Lifestyle

Beer bistros: how beer could replace wine at the world's best restaurants

Raise the stein, stow the flutes

Chef Daniel Burns  of Brooklyn's Luksus (Stephanie Noritz)

Chef Daniel Burns of Brooklyn’s Luksus (Stephanie Noritz)

When Daniel Burns decided to open a hip new restaurant and bar in Brooklyn, N.Y., the Nova Scotia native did what many chefs do and designed his tasting menus to play off the drink pairings. But Burns, who earned his stars in famed kitchens at Noma in Denmark, the Fat Duck in England and as head of research and development for David Chang’s Momofuku empire, wasn’t interested in wine. He was more interested in beer.

At his tiny, all-wood beer bar, Tørst, Burns serves some of the world’s best beers on tap, including his partner Jeppe Jarnit-Bjergsø’s experimental Evil Twin brews. But head through a pocket sliding door in the back and you reach Luksus, the 26-seat dining room where Burns serves market-inspired dishes such as lamb with burnt hay, sunchoke and tongue, and rhubarb, beet, pea and anise hyssop—each plate designed to coax the myriad flavours from Tørst’s formidable beer collection.

The move would have seemed incongruous just a few years ago. But with the explosion of craft beer and chefs’ increasing experimentation beyond the wine list, beer has become a hugely popular accompaniment for all sorts of gastronomical concoctions. Three months in, Luksus is regularly packed.

Whereas higher-end restaurants have always taken great care in crafting their wine lists, the expansion of artisanal beer-making is drawing chefs to explore ever more complex flavours and styles. In 2010, Ferran Adria commissioned his own beer—Inedit, a tart, yeasty brew close to Belgian witbier—to accompany his molecular inventions at el Bulli (now closed). At the time, he described it as “the world’s only gastronomic beer.” Now it’s standard for high-end restaurants like Eleven Madison, Per Se or Noma to suggest beer pairings for their dishes; many even have house cicerones (beer sommeliers) to help guide guests.

Edison

Daniel Burn’s Greatest Hit

While head of R&D at Momofuku, Burns invented the restaurants’s famed shiitake mushroom chip.
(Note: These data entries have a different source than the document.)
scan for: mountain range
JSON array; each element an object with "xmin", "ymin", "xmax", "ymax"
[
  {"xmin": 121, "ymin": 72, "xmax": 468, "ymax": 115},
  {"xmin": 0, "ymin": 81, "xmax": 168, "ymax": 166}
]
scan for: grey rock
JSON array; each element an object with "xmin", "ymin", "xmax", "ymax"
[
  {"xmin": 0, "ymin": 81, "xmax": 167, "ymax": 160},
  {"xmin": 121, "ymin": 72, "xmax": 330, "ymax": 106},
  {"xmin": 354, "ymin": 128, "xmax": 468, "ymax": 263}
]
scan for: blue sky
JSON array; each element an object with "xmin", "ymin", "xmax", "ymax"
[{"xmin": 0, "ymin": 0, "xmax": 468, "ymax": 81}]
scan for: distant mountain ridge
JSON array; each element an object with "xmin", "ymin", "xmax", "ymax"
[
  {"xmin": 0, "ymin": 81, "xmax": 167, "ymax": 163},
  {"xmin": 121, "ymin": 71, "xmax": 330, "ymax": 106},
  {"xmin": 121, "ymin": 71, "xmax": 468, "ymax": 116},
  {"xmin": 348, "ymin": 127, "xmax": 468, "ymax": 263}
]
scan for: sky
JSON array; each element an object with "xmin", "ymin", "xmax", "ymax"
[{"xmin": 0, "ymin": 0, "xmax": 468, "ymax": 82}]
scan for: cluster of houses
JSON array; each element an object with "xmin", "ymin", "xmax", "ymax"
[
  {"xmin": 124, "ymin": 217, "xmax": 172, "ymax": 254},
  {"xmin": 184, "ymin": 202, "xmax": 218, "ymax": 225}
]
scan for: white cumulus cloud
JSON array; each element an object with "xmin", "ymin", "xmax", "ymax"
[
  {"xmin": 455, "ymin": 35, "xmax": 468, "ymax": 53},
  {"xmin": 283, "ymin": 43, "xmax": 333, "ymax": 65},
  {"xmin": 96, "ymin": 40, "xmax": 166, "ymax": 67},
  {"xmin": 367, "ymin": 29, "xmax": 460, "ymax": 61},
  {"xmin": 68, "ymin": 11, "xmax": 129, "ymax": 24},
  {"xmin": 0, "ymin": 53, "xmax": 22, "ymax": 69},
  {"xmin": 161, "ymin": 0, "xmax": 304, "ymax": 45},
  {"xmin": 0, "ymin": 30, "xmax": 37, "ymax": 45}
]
“I don’t think beer is going to replace wine at the dinner table,” says Steve Hindy, whose Brooklyn Brewery made a strong Belgian dark ale called Blue Apron specially for chef Thomas Keller at Per Se. “But there are certainly some dishes and some occasions where beer is a better beverage. Beer is often the better pairing with seafood.” Hindy, along with his brewmaster Garrett Oliver, also work closely with Daniel Humm of Eleven Madison, where they serve 140 different beers.

So what’s driving chefs to obsess over new food and beer pairings, and even design entire restaurants around them? The challenge. “Beer has a much wider range of flavour than wine does,” explains Oliver. “A beer can taste like chocolate or oranges or bananas. We can infuse it with coffee, we can spice it—beer can taste like almost anything.” The selection out there is incredible, agrees Burns. “There are barrel-aged beers that are incredibly diverse, as well as naturally fermented beers that have funkiness. So many avenues to take when pairing beer with different food.”